During iontophoresis, you immerse the hands or feet (one at a time) in a shallow tray of water with a wool pad at the bottom. The electrodes in the tray emit an electrical current through the water. The electrical charges are delivered to the affected area through the saturated wool pads.

You can rotate the hand or foot to expose all affected areas to the current. There is usually little or no discomfort during the procedure. Treatments are usually given for about 20 minutes per hand or foot, every 2 to 3 days, for 6 to 10 sessions and then it can last up to 6 weeks. After that another course is initiated but some patients only need one treatment every 2 weeks.

Are There Any Side Effects?

This conservative therapy has few side effects. Mild irritation may occur immediately after therapy, and can be resolved with an application of hydrocortisone cream. Over-dryness of the skin may occur and can be dealt with by moisturisers and increasing the interval between treatments. Patients who are pregnant or who have pacemakers should not be treated with iontophoresis.

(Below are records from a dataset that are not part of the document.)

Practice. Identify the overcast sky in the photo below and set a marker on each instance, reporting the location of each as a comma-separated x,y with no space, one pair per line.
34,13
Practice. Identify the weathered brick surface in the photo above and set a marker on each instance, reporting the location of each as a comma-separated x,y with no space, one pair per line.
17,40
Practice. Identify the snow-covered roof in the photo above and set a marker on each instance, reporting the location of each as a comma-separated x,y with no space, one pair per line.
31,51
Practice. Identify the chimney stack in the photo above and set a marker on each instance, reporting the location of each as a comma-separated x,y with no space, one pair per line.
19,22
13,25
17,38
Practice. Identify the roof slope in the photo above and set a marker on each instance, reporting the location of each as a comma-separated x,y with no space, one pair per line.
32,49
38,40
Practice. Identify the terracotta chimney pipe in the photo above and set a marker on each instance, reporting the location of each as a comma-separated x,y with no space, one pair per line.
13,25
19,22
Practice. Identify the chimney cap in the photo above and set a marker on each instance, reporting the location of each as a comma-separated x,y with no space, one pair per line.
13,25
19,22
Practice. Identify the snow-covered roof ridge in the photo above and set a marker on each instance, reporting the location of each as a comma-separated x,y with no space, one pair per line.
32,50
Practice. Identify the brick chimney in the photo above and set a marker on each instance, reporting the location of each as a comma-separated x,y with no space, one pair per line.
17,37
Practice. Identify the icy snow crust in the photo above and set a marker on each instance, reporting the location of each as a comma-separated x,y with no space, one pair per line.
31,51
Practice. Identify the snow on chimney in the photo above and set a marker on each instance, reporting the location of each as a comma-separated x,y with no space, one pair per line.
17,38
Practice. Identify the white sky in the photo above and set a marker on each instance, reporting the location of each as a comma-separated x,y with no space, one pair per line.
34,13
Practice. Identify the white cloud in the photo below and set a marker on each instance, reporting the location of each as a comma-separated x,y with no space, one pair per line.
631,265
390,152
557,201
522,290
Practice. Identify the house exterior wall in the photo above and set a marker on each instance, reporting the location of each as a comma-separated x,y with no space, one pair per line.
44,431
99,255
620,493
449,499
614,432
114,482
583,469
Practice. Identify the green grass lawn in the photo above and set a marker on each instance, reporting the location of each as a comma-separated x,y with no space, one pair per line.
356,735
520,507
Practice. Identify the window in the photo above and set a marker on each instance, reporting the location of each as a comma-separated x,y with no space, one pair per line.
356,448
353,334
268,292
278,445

There are plenty of clinical evidences to support the effectiveness of this method. It is widely mentioned in dermatological textbook and published in dermatology journals. Different models are available from Europe and the USA. One model called Dr-ionic from the USA provide 2 forms of pads, one that only works on hands or feet, and the other is designed to work on the underarms.

Botox / Dysport

This is mentioned in the section Aesthetic Medicine > Aesthetic Treatments > Botox / Dysport.

Others

Various methods including psychotherapy, hypnosis, aromatherapy, have been tried but these are not proven to work.

Surgical Treatments

Excision of the Axillary Sweat Glands

Patients with axillary hyperhidrosis who are unresponsive to medical therapy can be effectively treated by excision of the axillary sweat glands. If sweating extends beyond the hairy portion of the axilla, several skin incisions may be needed, sometimes resulting in formation of hypertrophic and/or constrictive scars

Sympathectomy

It is a surgical procedure during which segments of the sympathetic nerve pathways that lead to excessive sweating are cut.

Traditional Open Sympathectomy

They are effective at treating palmar hyperhidrosis, but virtually all patients find that they have increased sweating in other parts of their bodies, called compensatory hyperhidrosis. Compensatory hyperhidrosis can be severe and even more disruptive than palmar hyperhidrosis. Hyperhidrosis in the original location can also recur. In addition, complications such as Horner's syndrome, injuries to arteries, veins and nearby tissues, pneumothorax, and painful scars may occur.

Open sympathectomy at the lower back area for plantar hyperhidrosis (excessive sweating of the feet) is similarly very effective, but sexual dysfunction and other complications may arise, and thus this procedure is infrequently performed at this time.

Endoscopic Thoracic Sympathectomy

This is a minimally invasive procedure, now available for palmar hyperhidrosis and hyperhidrosis of the face and head.

Under general anesthesia, a small incision, approximately one centimeter in length is made under both armpits. Endoscopic equipment is then inserted to cut a precise nerve. The process is then repeated on the other side of the chest.

Scarring is minimal, as the skin cuts made are small and well hidden in the folds of skin in the armpit. Compensatory hyperhidrosis occurs in a large percentage.